While looking for talent to help grow my consultant company, I went to a lot of career fairs. In my mind this is a great opportunity to meet budding developers fresh from their CS courses. The challenge I have (and all employers who come to these fairs) is how to differentiate the great developers from the masses. All the resumes look the same, and after a while all the students do as well. With potentially a hundred or more people to wade through, I only have a few minutes to size up a candidate and decide whether to invest the additional time of performing a phone interview or even bring them in.
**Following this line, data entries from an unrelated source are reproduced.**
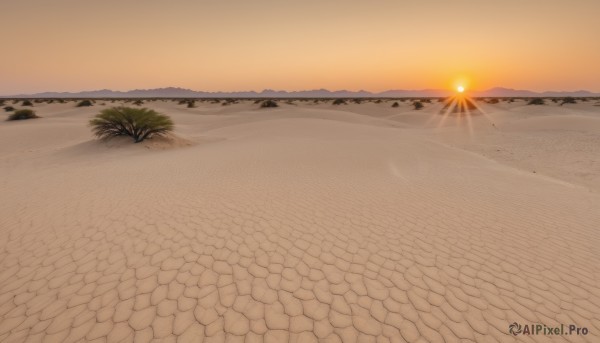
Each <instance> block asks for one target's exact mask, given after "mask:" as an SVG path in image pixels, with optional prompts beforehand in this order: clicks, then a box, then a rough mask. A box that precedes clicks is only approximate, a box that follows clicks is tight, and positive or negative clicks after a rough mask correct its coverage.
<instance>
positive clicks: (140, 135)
mask: <svg viewBox="0 0 600 343" xmlns="http://www.w3.org/2000/svg"><path fill="white" fill-rule="evenodd" d="M90 126H91V127H92V131H93V132H94V134H95V135H96V137H98V138H104V139H107V138H111V137H117V136H130V137H132V138H133V141H134V142H135V143H139V142H141V141H143V140H144V139H147V138H152V137H153V136H163V135H165V134H166V133H168V132H170V131H173V127H174V124H173V121H172V120H171V118H169V117H168V116H166V115H164V114H160V113H158V112H156V111H154V110H150V109H147V108H131V107H112V108H108V109H105V110H102V111H101V112H100V113H99V114H97V115H96V116H95V117H94V119H92V120H90Z"/></svg>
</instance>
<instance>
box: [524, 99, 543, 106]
mask: <svg viewBox="0 0 600 343" xmlns="http://www.w3.org/2000/svg"><path fill="white" fill-rule="evenodd" d="M544 104H546V102H545V101H544V99H542V98H533V99H530V100H529V102H528V103H527V105H544Z"/></svg>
I have a single question that does more to separate the interesting developers from the masses better than any other I have come up with, I merely ask “Tell me about a program you wrote for fun, not for school or any job, just for yourself, for fun”. I get all kinds of blind stairs and stammering. I have even had students tell me “why would I ever write a program just for fun?” I have no interest in working with someone who calls themselves a software developer and never writes code for the pure joy of it.
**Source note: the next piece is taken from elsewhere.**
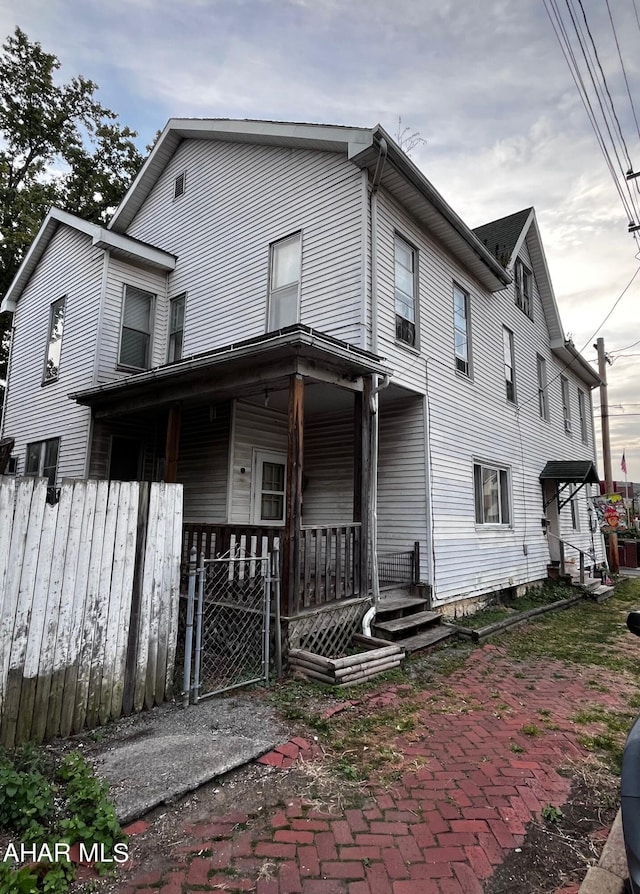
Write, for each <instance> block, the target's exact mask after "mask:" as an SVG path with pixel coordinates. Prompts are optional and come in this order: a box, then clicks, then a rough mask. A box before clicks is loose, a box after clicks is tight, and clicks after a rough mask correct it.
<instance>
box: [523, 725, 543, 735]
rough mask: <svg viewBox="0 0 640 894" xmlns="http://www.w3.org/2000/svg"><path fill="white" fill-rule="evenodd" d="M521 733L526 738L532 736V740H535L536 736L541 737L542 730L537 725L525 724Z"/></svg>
mask: <svg viewBox="0 0 640 894" xmlns="http://www.w3.org/2000/svg"><path fill="white" fill-rule="evenodd" d="M520 732H521V733H522V734H523V735H525V736H531V738H535V736H539V735H540V733H541V732H542V730H541V729H540V727H539V726H536V724H535V723H525V724H523V726H522V728H521V730H520Z"/></svg>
Occasionally I still write programs just for fun, but back in the day when I was a serial entrepreneur of software companies, I was always writing code for fun. If I was asked this question in an interview I could regale the interviewer for hours with programs, both large and small, that I wrote with no thought of commercial gain, or the whip of a school taskmaster driving me to do it. I never did get a chance to commercialize my Lunar Lander game for the TRS-80, but I had a lot of fun writing all that assembly code. Let me put it this way, I have never met a single great software developer that doesn’t write code in their leisure, especially as a student.
Not everyone agrees with this idea, but let me ask you, if you were hiring an artist to paint your portrait, would you pick an artist who never worked outside of the classroom? You may say “but painting is an art, programming is just engineering”. I believe that crafting a great solution is just as much an art form as painting.